Baker, who named his restaurant for his “adoptive mother,” the performer Josephine Baker, was found dead in his East Hampton garage in an apparent suicide, according to reports.

Richard Hunnings, a close friend, confirmed his death. He was 71.

The French restaurant at 414 W. 42nd St. reopened Friday, staff said, and would keep serving French cuisine after Baker's death.

Baker was in the restaurant five days a week, charming guests and old friends, said Hunnings, Baker's friend of 28 years.

“What’s Chez Josephine without him?” he said. “We’re all hoping it can go on.”

Hunnings hoped Baker would be remembered not only as an extravagant and flamboyant host but for his kindness and generosity.

He said that at the height of the AIDS crisis, Baker would host a Valentine’s Day dinner for people living at Manhattan Plaza, where many residents were actors.

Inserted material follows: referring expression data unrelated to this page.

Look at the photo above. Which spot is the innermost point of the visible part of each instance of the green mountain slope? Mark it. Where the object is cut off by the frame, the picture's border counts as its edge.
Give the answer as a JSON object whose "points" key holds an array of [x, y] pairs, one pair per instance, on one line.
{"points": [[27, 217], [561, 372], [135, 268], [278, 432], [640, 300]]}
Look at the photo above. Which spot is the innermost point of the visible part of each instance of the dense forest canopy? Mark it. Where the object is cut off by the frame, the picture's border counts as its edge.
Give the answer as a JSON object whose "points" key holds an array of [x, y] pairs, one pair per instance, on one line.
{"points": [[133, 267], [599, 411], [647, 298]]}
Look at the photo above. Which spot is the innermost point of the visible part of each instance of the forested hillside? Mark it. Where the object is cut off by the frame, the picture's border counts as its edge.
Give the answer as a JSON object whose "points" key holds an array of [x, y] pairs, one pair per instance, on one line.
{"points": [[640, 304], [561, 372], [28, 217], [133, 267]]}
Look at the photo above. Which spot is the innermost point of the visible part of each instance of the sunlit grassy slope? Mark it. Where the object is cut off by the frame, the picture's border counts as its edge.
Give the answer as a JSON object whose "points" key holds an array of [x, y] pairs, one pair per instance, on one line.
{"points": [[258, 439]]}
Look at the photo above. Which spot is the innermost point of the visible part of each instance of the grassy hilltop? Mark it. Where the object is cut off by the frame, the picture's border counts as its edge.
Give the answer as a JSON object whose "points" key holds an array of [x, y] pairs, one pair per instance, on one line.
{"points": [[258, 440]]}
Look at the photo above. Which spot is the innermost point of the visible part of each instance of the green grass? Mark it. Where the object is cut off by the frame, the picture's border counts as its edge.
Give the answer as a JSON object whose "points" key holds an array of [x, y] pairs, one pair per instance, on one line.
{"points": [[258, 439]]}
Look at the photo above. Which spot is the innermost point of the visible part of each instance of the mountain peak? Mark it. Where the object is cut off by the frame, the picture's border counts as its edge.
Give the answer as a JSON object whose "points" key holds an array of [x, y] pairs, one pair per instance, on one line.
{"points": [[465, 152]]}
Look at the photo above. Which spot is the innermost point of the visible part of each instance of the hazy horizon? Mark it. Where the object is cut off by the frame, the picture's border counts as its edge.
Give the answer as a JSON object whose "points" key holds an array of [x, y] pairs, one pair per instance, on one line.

“He would do dinner for all the people who had AIDS and their partners,” said Hunnings. “And it was really marvelous.”

Baker would invite in passersby who caught his interest, one of whom, Hunnings said, ended up dying of AIDS in Baker’s apartment. Baker organized a funeral strewn with rose petals and a dinner afterwards at the restaurant, Hunnings remembered.

The restaurant was open over the weekend, staff said, and regulars stopped in to pay tribute to Baker.

“Jean-Claude didn’t have a partner, so who do you express your condolences to and share your sadness?” Hunnings said. “So they were coming in and really expressing condolences to the staff.”

While his friend was always “mercurial,” Hunnings said, Baker’s depression had worsened in recent months and he was lonely.

“He had a thousand friends,” including Sopranos actor Michael Imperioli, who was once a waiter at Chez Josephine, Hunnings said. “But that’s different than having someone special, your own person.”

He says friends are planning a funeral for later in January , and a memorial near his birthday in April.